Miss Miniver’s Reflection
Not to be confused with the other far more well-known Mrs. Miniver, the unmarried Miniver women is proto-feminist enjoying her sense of liberation and a close friend to Ann. She is especially ahead of the curve relative to her belief that diet and nutrition—specifically the consumption of meat—carries with it the potential for impacting mental faculties as well the more physical ones:
“When I am leading a true life, a pure and simple life free of all stimulants and excitements, I think—I think—oh! with pellucid clearness; but if I so much as take a mouthful of meat—or anything—the mirror is all blurred.”
Digestion
Miss Miniver’s disregard for meat is not the story’s only obsession with digestion. In fact, the entire book can be viewed as about digestion in one form or another. Ann Veronica’s scandalous name arrives partly because she pursues her academic interest in Comparative Anatomy.
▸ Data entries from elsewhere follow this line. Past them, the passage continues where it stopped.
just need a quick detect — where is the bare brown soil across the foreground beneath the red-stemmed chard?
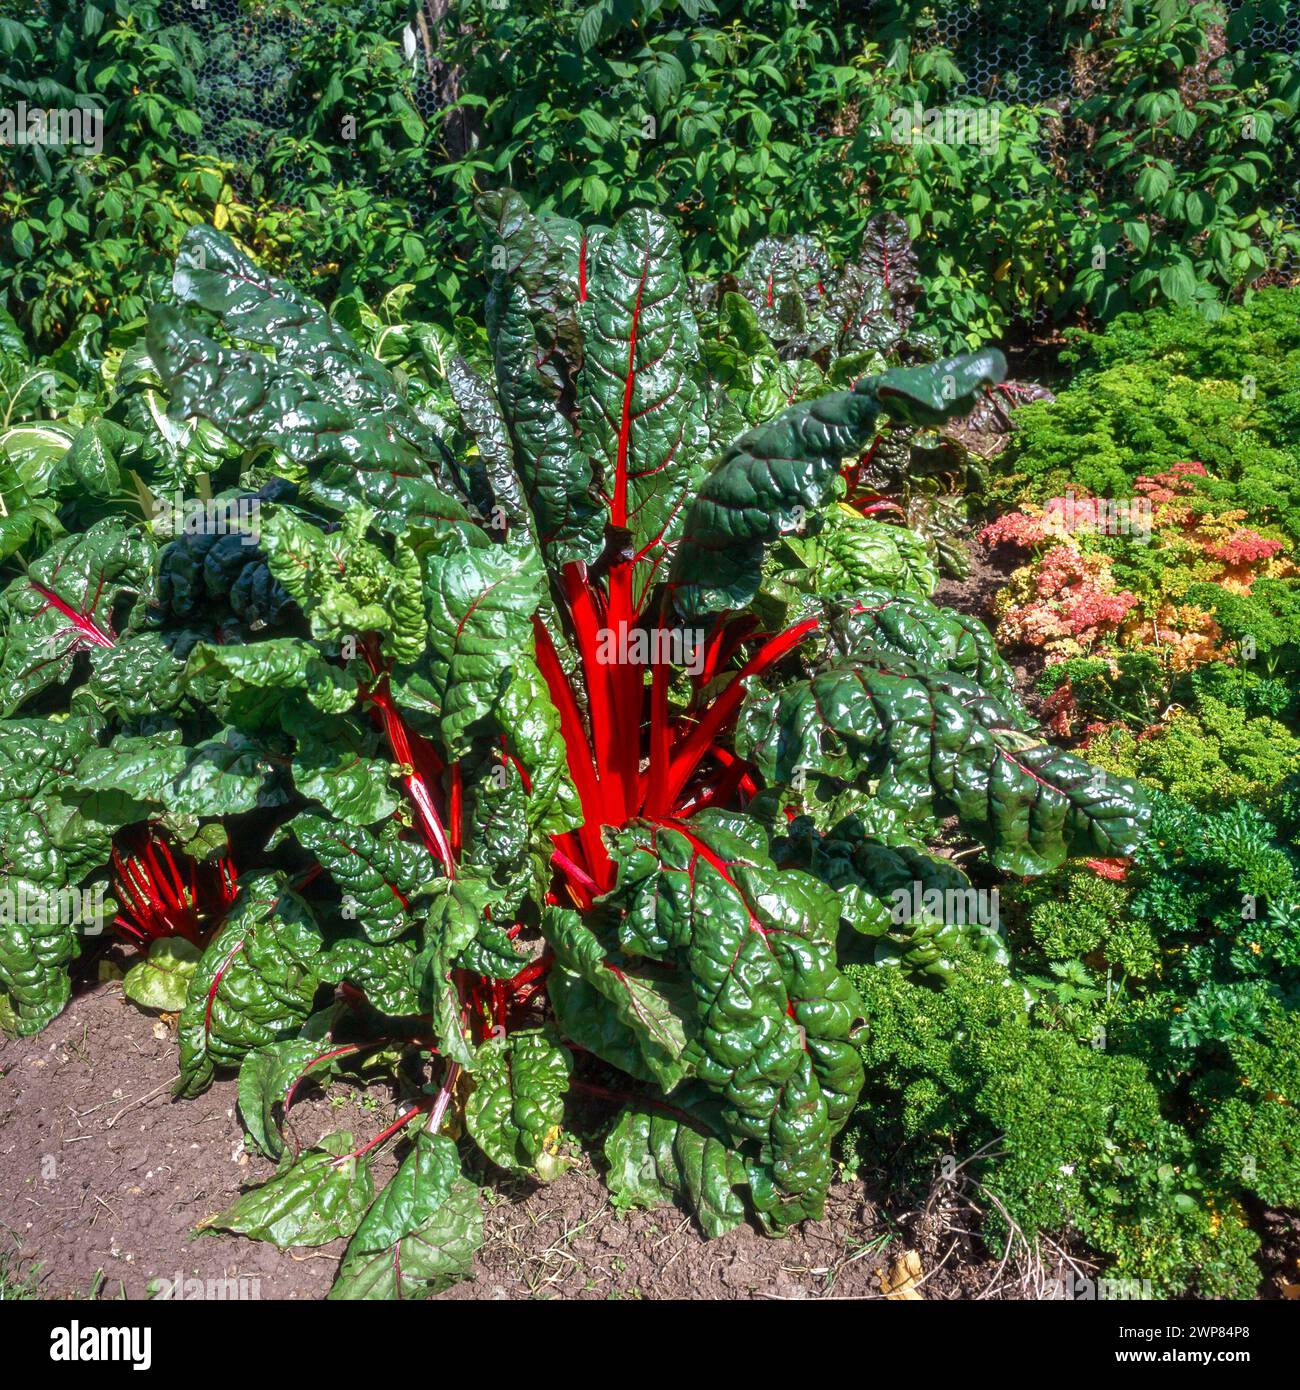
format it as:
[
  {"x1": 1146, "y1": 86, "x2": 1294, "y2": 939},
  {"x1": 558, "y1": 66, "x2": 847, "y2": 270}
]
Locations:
[{"x1": 0, "y1": 981, "x2": 1023, "y2": 1298}]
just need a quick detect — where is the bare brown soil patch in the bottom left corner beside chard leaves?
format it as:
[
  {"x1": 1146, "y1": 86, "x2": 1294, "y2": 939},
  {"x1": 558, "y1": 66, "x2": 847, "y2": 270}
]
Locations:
[{"x1": 0, "y1": 983, "x2": 340, "y2": 1298}]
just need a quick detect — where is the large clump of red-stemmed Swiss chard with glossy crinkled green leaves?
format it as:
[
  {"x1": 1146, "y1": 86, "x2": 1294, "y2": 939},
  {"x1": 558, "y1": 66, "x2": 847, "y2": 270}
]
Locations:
[{"x1": 0, "y1": 193, "x2": 1147, "y2": 1298}]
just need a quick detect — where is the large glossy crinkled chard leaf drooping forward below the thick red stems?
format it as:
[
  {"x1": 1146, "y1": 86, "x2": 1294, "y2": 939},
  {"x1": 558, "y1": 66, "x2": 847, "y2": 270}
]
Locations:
[{"x1": 609, "y1": 810, "x2": 862, "y2": 1226}]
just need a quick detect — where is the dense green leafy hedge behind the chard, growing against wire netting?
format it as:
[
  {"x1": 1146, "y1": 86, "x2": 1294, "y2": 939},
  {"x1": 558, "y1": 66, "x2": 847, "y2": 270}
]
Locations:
[{"x1": 0, "y1": 0, "x2": 1300, "y2": 358}]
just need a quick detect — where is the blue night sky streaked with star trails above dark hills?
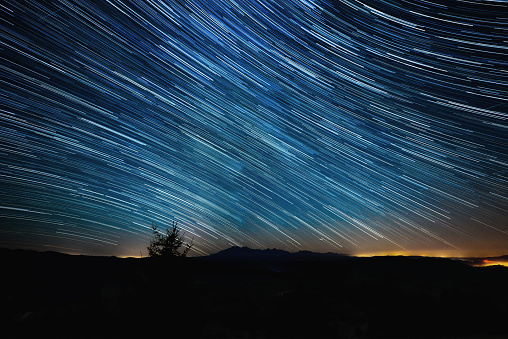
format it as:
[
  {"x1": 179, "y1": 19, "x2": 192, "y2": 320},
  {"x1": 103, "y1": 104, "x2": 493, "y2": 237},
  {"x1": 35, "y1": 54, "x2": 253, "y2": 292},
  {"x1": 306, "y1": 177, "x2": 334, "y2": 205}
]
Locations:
[{"x1": 0, "y1": 0, "x2": 508, "y2": 256}]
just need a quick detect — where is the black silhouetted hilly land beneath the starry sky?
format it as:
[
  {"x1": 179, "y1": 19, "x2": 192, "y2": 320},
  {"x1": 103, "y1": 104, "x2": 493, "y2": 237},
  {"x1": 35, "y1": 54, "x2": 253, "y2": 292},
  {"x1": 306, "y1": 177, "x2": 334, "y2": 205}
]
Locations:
[{"x1": 0, "y1": 248, "x2": 508, "y2": 338}]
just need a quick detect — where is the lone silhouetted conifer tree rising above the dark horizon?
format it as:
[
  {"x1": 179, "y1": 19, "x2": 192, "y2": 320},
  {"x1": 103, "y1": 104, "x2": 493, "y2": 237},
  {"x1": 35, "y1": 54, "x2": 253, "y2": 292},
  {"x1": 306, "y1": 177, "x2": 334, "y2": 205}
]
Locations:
[{"x1": 147, "y1": 221, "x2": 193, "y2": 257}]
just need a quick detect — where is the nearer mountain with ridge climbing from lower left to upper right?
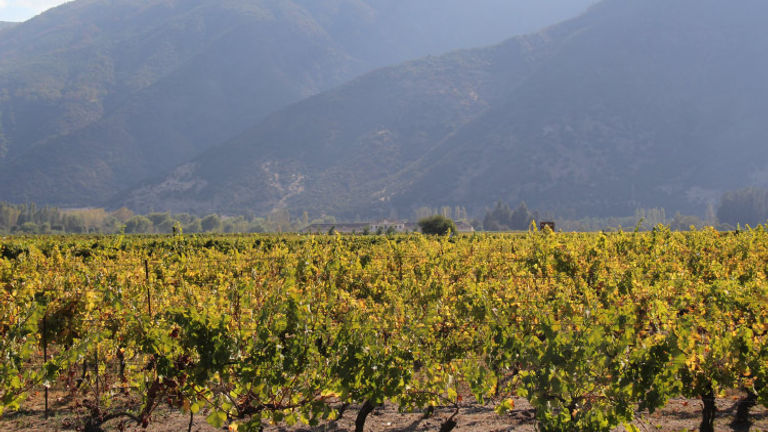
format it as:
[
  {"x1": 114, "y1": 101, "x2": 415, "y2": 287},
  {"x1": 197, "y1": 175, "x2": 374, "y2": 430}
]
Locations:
[{"x1": 121, "y1": 0, "x2": 768, "y2": 218}]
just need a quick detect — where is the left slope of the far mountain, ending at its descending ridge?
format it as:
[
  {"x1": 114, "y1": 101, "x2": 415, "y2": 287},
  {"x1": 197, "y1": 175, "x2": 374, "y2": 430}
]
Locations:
[{"x1": 0, "y1": 0, "x2": 356, "y2": 205}]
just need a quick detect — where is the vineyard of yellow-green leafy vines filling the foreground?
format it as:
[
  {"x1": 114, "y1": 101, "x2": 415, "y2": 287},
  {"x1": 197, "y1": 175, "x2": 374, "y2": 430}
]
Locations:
[{"x1": 0, "y1": 226, "x2": 768, "y2": 432}]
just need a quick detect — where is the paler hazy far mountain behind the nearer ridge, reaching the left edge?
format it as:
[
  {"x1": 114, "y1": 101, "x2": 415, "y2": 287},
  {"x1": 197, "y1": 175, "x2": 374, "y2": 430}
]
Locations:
[{"x1": 0, "y1": 0, "x2": 591, "y2": 206}]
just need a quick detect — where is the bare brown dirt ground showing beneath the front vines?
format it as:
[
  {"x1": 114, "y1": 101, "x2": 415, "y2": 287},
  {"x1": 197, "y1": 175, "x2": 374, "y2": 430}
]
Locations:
[{"x1": 0, "y1": 399, "x2": 768, "y2": 432}]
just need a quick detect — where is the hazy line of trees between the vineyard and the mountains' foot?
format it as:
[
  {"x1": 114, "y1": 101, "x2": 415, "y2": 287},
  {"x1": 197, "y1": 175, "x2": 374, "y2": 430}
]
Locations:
[{"x1": 0, "y1": 188, "x2": 768, "y2": 235}]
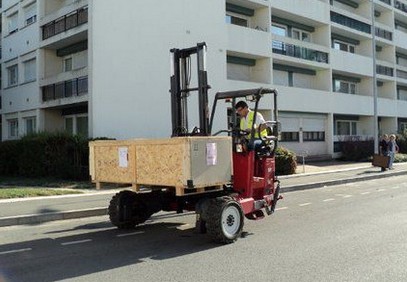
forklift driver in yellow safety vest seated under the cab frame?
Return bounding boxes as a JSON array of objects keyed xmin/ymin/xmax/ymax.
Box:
[{"xmin": 235, "ymin": 101, "xmax": 267, "ymax": 148}]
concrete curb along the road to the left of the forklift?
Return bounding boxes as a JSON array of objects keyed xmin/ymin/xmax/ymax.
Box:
[{"xmin": 0, "ymin": 207, "xmax": 107, "ymax": 227}]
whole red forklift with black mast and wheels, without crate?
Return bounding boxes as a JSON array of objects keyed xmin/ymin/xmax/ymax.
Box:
[{"xmin": 108, "ymin": 43, "xmax": 282, "ymax": 243}]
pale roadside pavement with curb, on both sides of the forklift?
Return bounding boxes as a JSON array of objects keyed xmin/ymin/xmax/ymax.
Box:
[{"xmin": 0, "ymin": 161, "xmax": 407, "ymax": 227}]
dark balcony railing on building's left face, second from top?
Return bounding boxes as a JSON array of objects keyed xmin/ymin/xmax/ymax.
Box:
[{"xmin": 42, "ymin": 76, "xmax": 88, "ymax": 102}]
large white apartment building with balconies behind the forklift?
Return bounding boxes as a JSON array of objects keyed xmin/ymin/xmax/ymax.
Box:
[{"xmin": 0, "ymin": 0, "xmax": 407, "ymax": 157}]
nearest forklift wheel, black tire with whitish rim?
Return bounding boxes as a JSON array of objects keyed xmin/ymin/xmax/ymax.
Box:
[{"xmin": 206, "ymin": 196, "xmax": 244, "ymax": 244}]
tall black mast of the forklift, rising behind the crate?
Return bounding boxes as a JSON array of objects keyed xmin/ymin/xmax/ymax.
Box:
[{"xmin": 170, "ymin": 42, "xmax": 210, "ymax": 137}]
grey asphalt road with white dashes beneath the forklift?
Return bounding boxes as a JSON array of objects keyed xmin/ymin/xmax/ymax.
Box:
[{"xmin": 0, "ymin": 176, "xmax": 407, "ymax": 282}]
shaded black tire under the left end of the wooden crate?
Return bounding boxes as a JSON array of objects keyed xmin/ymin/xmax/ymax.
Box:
[{"xmin": 108, "ymin": 191, "xmax": 152, "ymax": 229}]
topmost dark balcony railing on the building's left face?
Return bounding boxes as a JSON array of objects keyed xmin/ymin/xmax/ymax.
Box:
[{"xmin": 42, "ymin": 7, "xmax": 88, "ymax": 40}]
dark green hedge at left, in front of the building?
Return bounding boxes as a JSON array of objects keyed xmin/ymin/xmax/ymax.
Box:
[{"xmin": 0, "ymin": 133, "xmax": 89, "ymax": 180}]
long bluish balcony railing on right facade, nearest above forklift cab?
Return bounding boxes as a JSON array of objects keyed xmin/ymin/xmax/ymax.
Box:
[{"xmin": 272, "ymin": 40, "xmax": 328, "ymax": 64}]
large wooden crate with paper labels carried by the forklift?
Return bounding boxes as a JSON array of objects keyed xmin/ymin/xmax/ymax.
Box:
[{"xmin": 89, "ymin": 136, "xmax": 232, "ymax": 195}]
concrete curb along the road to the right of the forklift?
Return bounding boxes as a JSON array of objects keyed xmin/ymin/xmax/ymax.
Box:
[{"xmin": 281, "ymin": 171, "xmax": 406, "ymax": 193}]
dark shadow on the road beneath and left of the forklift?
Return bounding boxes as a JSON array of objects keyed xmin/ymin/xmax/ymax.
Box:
[{"xmin": 0, "ymin": 217, "xmax": 233, "ymax": 282}]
Biological functioning works in part as a thematic blueprint because because of its literal functioning:
“Biology is an extraordinarily digestive science. It throws out a number of broad experimental generalizations, and then sets out to bring into harmony or relation with these an infinitely multifarious collection of phenomena.”
Society’s Warning
Ann Veronica is a rebel. A warrior against the status quo. Society keeps trying to inform her that such an attitude is not just in opposed to her own self-interest but presents a very real danger on a regular basis. As the narrator observes:
“after all it was true that a girl does not go alone in the world unchallenged, nor ever has gone freely alone in the world, that evil walks abroad and dangers, and petty insults more irritating than dangers, lurk.”
Ann Defies to the Darkness
Wells adds to the exponentially increasing volume of authors who turn to darkness to shed metaphorical light when they’ve trapped a character in a dimly lit corner. Ann tells the darkness she will fight it:
“when the universe was presented as making sinister and threatening faces at her, defying her to defy, preparing a humiliating and shameful overthrow.”